12.2. Other compiler optimizations: Loop unrolling and Function In-Lining

The loop-invariant code motion optimization described in the last section was a simple change that resulted in a massive reduction of execution time. However, such optimizations are situationally dependent, and may not always result in improvements to performance. In most cases, loop-invariant code motion is taken care of by the compiler.

Code today is more often read than it is written. In most cases, fractional performance gains are not worth the hit to code readability. In general, a programmer should let the compiler optimize whenever possible. In this section, we cover some optimization techniques that were previously manually implemented by programmers, but are today commonly implemented by compilers.

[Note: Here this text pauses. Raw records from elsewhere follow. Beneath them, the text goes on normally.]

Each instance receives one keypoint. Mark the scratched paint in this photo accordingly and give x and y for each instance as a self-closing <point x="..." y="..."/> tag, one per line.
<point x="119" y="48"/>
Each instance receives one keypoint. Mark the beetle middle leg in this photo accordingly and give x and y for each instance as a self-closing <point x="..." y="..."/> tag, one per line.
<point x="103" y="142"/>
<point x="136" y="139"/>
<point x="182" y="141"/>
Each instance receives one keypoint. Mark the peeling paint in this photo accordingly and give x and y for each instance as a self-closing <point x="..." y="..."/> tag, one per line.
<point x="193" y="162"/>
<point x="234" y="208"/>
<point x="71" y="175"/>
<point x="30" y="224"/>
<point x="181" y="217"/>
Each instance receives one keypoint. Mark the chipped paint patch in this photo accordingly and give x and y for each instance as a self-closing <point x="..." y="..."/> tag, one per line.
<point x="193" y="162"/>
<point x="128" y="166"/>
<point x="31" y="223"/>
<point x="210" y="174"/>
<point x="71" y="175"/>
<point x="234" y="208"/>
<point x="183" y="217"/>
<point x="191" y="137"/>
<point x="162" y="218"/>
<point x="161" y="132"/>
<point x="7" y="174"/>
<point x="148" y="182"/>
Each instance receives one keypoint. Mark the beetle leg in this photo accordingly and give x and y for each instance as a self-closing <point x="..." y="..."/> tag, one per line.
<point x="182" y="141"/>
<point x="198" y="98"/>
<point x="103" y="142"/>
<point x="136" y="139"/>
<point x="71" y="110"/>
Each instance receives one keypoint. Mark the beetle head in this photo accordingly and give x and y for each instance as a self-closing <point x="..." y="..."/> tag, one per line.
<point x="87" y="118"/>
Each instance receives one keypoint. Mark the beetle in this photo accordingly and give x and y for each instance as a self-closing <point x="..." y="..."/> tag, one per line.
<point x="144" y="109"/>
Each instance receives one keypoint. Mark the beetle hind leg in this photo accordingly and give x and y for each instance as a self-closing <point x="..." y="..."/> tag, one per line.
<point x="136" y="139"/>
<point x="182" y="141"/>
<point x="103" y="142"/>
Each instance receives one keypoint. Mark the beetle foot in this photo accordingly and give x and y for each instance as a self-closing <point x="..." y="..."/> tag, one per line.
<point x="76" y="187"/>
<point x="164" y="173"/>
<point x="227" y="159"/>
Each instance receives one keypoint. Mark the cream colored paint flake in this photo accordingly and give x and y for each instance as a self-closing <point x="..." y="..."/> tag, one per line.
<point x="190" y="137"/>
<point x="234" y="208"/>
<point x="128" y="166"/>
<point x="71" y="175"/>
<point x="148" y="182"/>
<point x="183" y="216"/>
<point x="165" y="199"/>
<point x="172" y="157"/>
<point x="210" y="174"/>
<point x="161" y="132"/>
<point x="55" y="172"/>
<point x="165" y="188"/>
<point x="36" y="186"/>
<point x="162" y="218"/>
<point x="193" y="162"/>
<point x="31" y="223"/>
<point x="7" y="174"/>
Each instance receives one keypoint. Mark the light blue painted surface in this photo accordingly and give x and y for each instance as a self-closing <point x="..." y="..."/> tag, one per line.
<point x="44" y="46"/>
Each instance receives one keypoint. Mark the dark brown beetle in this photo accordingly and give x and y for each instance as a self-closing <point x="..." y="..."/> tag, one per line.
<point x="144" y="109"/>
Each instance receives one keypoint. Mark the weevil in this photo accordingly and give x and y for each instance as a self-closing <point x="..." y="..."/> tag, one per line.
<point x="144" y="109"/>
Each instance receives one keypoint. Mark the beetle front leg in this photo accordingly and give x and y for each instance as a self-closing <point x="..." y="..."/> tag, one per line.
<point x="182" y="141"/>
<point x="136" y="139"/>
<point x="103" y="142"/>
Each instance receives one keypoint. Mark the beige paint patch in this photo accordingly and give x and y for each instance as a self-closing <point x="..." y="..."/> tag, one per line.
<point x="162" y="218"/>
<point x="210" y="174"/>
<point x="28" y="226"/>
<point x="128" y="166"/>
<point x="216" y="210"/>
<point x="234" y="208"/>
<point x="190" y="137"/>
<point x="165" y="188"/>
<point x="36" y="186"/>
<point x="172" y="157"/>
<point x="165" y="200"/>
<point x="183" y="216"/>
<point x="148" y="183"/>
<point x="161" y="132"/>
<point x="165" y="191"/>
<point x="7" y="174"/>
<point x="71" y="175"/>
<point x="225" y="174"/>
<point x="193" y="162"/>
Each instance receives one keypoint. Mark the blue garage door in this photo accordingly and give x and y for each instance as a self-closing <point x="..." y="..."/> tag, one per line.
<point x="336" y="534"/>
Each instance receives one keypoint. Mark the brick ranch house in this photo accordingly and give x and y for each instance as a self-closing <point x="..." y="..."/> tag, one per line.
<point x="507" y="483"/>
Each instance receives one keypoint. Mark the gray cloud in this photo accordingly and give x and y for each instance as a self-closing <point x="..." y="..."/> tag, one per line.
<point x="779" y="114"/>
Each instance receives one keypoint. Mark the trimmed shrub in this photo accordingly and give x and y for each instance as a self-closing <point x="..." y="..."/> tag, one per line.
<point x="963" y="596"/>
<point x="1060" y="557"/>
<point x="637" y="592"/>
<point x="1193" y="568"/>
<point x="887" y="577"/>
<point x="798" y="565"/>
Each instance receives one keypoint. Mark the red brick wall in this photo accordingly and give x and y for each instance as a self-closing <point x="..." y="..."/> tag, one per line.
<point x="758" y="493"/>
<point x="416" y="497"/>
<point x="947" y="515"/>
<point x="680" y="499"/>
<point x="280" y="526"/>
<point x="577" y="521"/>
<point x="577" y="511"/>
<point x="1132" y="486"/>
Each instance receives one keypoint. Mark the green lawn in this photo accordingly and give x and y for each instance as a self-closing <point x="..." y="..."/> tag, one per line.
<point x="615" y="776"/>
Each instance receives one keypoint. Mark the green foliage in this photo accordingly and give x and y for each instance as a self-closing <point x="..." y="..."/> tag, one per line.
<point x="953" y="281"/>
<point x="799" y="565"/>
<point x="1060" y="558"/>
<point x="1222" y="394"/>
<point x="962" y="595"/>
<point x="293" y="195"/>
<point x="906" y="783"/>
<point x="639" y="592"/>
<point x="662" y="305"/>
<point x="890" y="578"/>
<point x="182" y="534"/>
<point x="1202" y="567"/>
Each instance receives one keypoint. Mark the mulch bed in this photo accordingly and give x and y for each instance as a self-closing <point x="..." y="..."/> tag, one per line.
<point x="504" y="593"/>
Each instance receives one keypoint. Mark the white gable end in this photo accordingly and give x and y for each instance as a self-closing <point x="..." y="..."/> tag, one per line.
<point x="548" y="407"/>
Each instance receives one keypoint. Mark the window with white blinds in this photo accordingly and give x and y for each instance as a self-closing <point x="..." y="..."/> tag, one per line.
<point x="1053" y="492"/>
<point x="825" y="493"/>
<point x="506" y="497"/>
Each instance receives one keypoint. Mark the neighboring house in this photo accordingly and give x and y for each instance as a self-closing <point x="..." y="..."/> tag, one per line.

There are several sources on-line that advocate for the manual implementation of the techniques described below. However, we encourage readers to check if their compilers support the following optimizations, before attempting to manually implement them in their code. All the optimizations described in this section are implemented in gcc, but may not be available in older compilers.

12.2.1. Function in-lining

One optimization step that compilers attempt to perform is function in-lining. Function in-lining replaces calls to a function with the body of the function. For example, in the main() function, a compiler in-lining the allocateArray() function will replace the call to allocateArray() with a direct call to malloc():

Table 1. Example of compiler in-lining the allocateArray() function.
Original Version Version with allocateArray() in-lined
int main(int argc, char **argv) {
    //omitted for brevity
    //some variables shortened for
    //space considerations
    int lim = strtol(argv[1], NULL, 10);

    //allocation of array
    int *a = allocateArray(lim);

    //generates sequence of primes
    int len = genPrimeSequence(a, lim);

    return 0;
}
int main(int argc, char **argv) {
    //omitted for brevity
    //some variables shortened for
    //space considerations
    int lim = strtol(argv[1], NULL, 10);

    //allocation of array (in-lined)
    int *a = malloc(lim * sizeof(int));

    //generates sequence of primes
    int len = genPrimeSequence(a, lim);

    return 0;
}

In-lining functions can result in some run-time savings for a program. Recall that every time a program calls a function, many instructions associated with function creation and destruction are necessarily generated. In-lining functions enables the compiler to eliminate these excessive calls, and makes it easier for the compiler to identify other potential improvements, including constant propagation, constant folding and dead code elimination. In the case of the optExample program, in-lining likely allows the compiler to replace the call to sqrt() with the fsqrt instruction, and subsequently move it outside the loop.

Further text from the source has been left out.